Unless you are a public figure, the octamom or a Navy Seal, its harder to get an agent than it is to get a book publisher. And, by the way, its impossible to get a book publisher. SO - unless the title, treatment and marketing plan you devise looks like a winner from the moment they pick it up, you don't stand much of a chance of getting a house to pick it up and put a nickel into it.
You can self-publish all you want for very little money, but unless you have a Seth Godinish 1000-member tribe hanging on your every word, you'll be selling the books out of your trunk from now until you go on Social Security.
What you want is a real publisher to take an interest, and give you an advance, and do the marketing, and send you checks twice a year from now until you're dead, and then to send checks to your grandchildren.
What is more likely is the publisher won't see it unless an agent they trust and have worked with on revenue-positive projects before says, "I have a new author with a piece that I think will work for you." And to get that to happen, you've got to convince an agent that you aren't a one-hit-wonder, but a sharp mind with a sharper wit, a unique perspective, a marvelous way of sharing your perspective, and a network of people who will pay to hear your perspective.
Oh, and that you'll do the work necessary to polish your craft.
Oh, and that the second and third book will be out a year after the first book gets traction, and a year after that, too, and you'll be working EVERY DAY from now until then to get the word out.
As for your THREE books, let me suggest 2014, 2015 and 2016 as your most prolific years, and the years that, with a TON of work, blood, sweat and tears, have a slight chance of padding your retirement account nicely. Here's what you need to do this afternoon...

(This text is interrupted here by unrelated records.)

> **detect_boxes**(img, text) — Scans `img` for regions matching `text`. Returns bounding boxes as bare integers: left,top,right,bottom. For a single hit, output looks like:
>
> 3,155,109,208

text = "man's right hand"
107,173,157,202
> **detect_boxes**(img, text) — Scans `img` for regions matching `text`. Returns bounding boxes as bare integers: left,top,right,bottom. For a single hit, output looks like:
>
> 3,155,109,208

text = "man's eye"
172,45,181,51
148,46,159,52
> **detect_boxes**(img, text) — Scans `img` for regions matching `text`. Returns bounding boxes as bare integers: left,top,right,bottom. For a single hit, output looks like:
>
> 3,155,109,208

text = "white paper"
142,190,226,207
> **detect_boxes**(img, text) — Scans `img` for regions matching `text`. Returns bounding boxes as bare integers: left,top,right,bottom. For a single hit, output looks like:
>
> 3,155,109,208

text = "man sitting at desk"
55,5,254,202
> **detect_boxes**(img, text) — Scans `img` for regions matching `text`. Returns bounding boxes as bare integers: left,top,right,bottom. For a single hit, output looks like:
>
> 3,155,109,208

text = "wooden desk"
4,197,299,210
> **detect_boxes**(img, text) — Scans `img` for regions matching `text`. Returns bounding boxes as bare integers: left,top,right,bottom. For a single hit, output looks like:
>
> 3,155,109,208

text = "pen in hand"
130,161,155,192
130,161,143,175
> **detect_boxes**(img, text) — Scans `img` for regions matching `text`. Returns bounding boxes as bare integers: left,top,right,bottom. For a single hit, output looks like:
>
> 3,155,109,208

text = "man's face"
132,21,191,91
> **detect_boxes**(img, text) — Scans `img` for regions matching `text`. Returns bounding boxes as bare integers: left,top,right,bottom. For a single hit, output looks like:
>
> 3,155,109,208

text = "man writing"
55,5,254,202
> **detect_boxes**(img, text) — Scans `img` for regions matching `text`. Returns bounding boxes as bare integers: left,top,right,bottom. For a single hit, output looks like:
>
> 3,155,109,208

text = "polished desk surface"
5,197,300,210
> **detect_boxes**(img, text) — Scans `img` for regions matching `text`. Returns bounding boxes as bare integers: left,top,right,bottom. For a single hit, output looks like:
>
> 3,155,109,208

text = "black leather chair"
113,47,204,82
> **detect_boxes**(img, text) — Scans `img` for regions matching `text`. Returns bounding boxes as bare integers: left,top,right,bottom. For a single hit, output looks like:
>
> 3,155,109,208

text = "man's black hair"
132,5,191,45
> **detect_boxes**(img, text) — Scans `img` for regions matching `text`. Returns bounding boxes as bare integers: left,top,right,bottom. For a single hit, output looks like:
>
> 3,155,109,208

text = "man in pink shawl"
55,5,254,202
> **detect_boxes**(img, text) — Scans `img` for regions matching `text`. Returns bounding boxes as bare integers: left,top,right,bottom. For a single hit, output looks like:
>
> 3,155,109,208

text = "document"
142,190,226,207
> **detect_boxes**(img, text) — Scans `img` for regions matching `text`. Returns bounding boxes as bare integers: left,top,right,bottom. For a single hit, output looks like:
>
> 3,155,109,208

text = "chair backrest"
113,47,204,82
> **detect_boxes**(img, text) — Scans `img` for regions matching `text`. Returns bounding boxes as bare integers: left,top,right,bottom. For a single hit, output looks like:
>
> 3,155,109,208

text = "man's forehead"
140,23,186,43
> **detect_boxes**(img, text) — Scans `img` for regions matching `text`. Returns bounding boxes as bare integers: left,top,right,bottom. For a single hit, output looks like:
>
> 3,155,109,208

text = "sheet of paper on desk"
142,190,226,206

1. Choose the project MOST likely to get noticed and put the other two aside.
2. Download "How to Write a Book Proposal" by Michael Larsen (my first agent) and organize the skeleton of the book EXACTLY as Michael suggests (so that it becomes salable from the get-go to an agent).
3. Watch the Oscars tonight and pretend they're giving the "Best Picture" award to the film based on your first book.
4. Take tomorrow off and read Michael's pdf (free) and do EXACTLY what he tells you.
5. Oh yeah, and buy me lunch when it hits the NYTimes Best Seller's list. And the most expensive wine on the menu. I'll toast to your success.
He who began the good work in you will be faithful to complete it, but you still have to show up.
(PS - Yeah, that's me on the floor, writing my first book. It was about a duck who couldn't quack. Turns out he could quack. He just didn't think there was much worth quacking about.)